Materials and Methods
Protein preparations
The 6xHis-tagged Cre was purified as described previously.61 The protein was overexpressed in E. coli BL21(DE3)pLysS strain, induced by 1 mM IPTG. It was purified by Ni-NTA Superflow columns (Qiagen), followed by buffer exchange through Econo-Pac 10DG column (Bio-Rad). Cre protein used in the study was >95% pure as judged by SDS-PAGE analysis. The 6xHis-tagged variant of Flp protein, commonly known as Flpe,62 was purified by a similar method in E. coli DH10B strain, induced by 0.2% L-arabinose. The purity of the Flpe protein was >85% by SDS-PAGE analysis. Flpe is more thermostable than native Flp, and exhibits wild type recombination activity. All purified proteins were free of nuclease activity. The recombination activities of the proteins were assayed on supercoiled plasmids carrying loxP or FRT sites. The protein concentrations were determined by Quick Start Bradford assay (Bio-Rad) using BSA as the standard. The proteins were stored in small aliquots at −80 °C.
DNA preparations
Lox1 and FRT1, the 200 bp DNA substrates for cyclization assays, were prepared by the method described by.37 lox1 carries the 34 bp loxP sequence, and FRT1 carries the truncated 34 bp FRT sequence. Both lox1 and FRT1 were cloned into the HindIII site of pUC19 plasmid vector and transformed into DH5α cells. The constructed plasmids, pLOX1 and pFRT1, were purified by mini-prep kit (Qiagen). The gap in the 200 bp DNA fragments were generated by nicking enzymes N.BbvCIA and N.BstNBI (New England Biolabs), followed by the removal of the short tetra-nucleotides. The DNA concentrations were determined by measuring UV absorbance at 260 nm.
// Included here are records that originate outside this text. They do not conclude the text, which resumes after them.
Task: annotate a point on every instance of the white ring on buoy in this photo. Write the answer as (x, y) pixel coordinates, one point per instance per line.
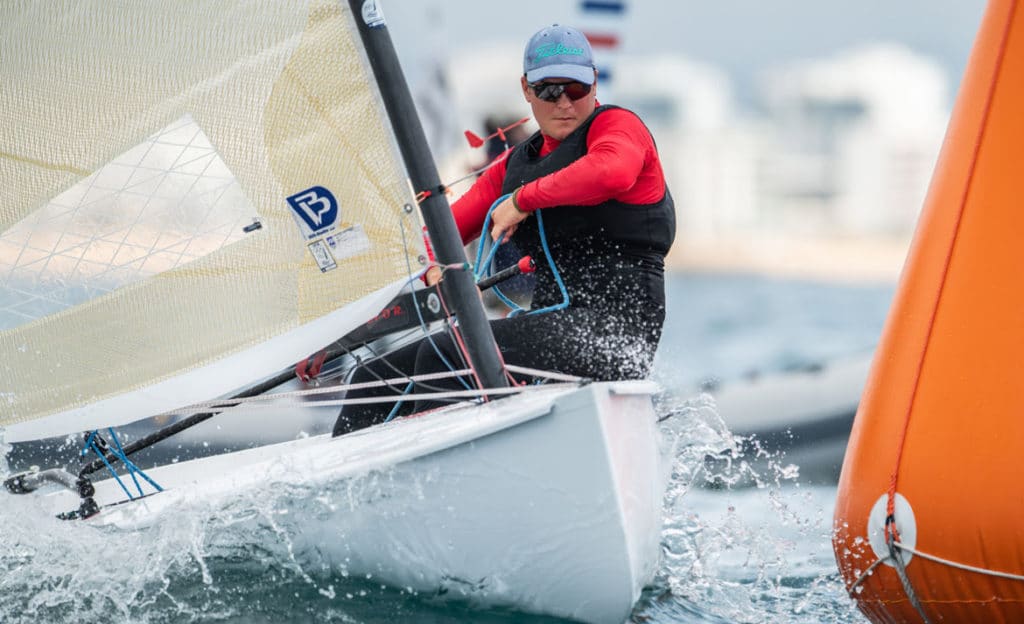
(905, 525)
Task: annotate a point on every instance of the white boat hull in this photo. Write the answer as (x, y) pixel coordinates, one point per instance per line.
(548, 502)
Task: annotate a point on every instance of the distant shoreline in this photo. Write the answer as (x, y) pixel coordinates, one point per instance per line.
(834, 259)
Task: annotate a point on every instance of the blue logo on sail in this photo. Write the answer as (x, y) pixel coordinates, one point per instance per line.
(316, 207)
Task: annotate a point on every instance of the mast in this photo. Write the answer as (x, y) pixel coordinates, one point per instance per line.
(458, 286)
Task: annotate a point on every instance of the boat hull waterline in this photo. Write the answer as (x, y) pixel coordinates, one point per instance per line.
(548, 502)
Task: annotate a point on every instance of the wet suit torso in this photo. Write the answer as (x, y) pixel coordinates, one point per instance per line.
(610, 256)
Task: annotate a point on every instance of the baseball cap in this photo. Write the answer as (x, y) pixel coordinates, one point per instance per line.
(558, 51)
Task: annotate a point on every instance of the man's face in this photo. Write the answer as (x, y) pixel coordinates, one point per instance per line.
(559, 118)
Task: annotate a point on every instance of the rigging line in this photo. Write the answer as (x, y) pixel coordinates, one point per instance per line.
(863, 576)
(416, 305)
(390, 365)
(966, 567)
(91, 444)
(483, 266)
(522, 370)
(425, 397)
(462, 345)
(904, 580)
(224, 404)
(972, 169)
(397, 404)
(132, 468)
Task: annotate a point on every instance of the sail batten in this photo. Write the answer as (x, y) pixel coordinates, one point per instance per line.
(276, 199)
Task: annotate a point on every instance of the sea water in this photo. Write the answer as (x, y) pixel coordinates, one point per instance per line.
(753, 554)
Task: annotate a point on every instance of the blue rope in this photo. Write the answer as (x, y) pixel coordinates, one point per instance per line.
(419, 315)
(132, 468)
(486, 266)
(90, 444)
(554, 271)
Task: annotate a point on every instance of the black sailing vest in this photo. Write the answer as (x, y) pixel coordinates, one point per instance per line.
(610, 255)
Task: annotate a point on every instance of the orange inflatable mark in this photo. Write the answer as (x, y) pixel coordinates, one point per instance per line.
(930, 510)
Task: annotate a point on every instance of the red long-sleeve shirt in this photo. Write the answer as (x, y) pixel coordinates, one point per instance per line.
(621, 163)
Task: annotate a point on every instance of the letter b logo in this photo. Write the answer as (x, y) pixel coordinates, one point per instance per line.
(315, 206)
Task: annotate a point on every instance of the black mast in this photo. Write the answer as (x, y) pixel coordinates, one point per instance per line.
(458, 286)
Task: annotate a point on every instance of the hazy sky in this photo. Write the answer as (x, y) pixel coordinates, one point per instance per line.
(739, 36)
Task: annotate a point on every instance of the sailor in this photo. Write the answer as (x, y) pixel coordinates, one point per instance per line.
(592, 174)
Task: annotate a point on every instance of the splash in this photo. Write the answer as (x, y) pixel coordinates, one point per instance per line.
(733, 552)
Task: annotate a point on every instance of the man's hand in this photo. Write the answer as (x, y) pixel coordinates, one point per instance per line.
(506, 218)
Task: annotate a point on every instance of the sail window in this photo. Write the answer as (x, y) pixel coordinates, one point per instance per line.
(164, 203)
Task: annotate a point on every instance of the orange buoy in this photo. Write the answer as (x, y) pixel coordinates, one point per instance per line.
(930, 509)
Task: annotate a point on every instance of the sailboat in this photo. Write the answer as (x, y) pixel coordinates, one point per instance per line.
(929, 507)
(197, 197)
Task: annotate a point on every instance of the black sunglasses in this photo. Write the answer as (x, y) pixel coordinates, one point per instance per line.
(551, 91)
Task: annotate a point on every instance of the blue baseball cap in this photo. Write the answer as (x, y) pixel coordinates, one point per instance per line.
(558, 51)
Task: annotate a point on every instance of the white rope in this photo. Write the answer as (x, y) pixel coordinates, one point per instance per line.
(250, 403)
(937, 559)
(532, 372)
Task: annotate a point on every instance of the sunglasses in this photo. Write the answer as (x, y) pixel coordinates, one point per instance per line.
(551, 91)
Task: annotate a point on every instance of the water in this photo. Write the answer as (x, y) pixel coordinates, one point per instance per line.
(755, 554)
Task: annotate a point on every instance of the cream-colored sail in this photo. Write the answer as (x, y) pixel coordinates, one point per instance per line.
(182, 184)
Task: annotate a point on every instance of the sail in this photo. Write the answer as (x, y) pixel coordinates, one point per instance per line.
(193, 196)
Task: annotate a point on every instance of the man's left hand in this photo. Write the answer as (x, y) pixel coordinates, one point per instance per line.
(505, 219)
The DNA substrates for the gel mobility shift assay or the cyclization assay were generated by HindIII restriction, and subsequently end-labeled by [γ-32P] ATP in the exchange reaction with T4 polynucleotide kinase. The enzymes were heat inactivated at 65°C for 20min.
Plasmid pSP104 of 4.1 kb with 2 loxP sites in direct orientation separated by 1.4 kb was constructed for Cre recombination. The plasmid p2FRT of 4.3 kb with 2 FRT sites in direct orientation separated by 1.5 kb was constructed for Flp recombination.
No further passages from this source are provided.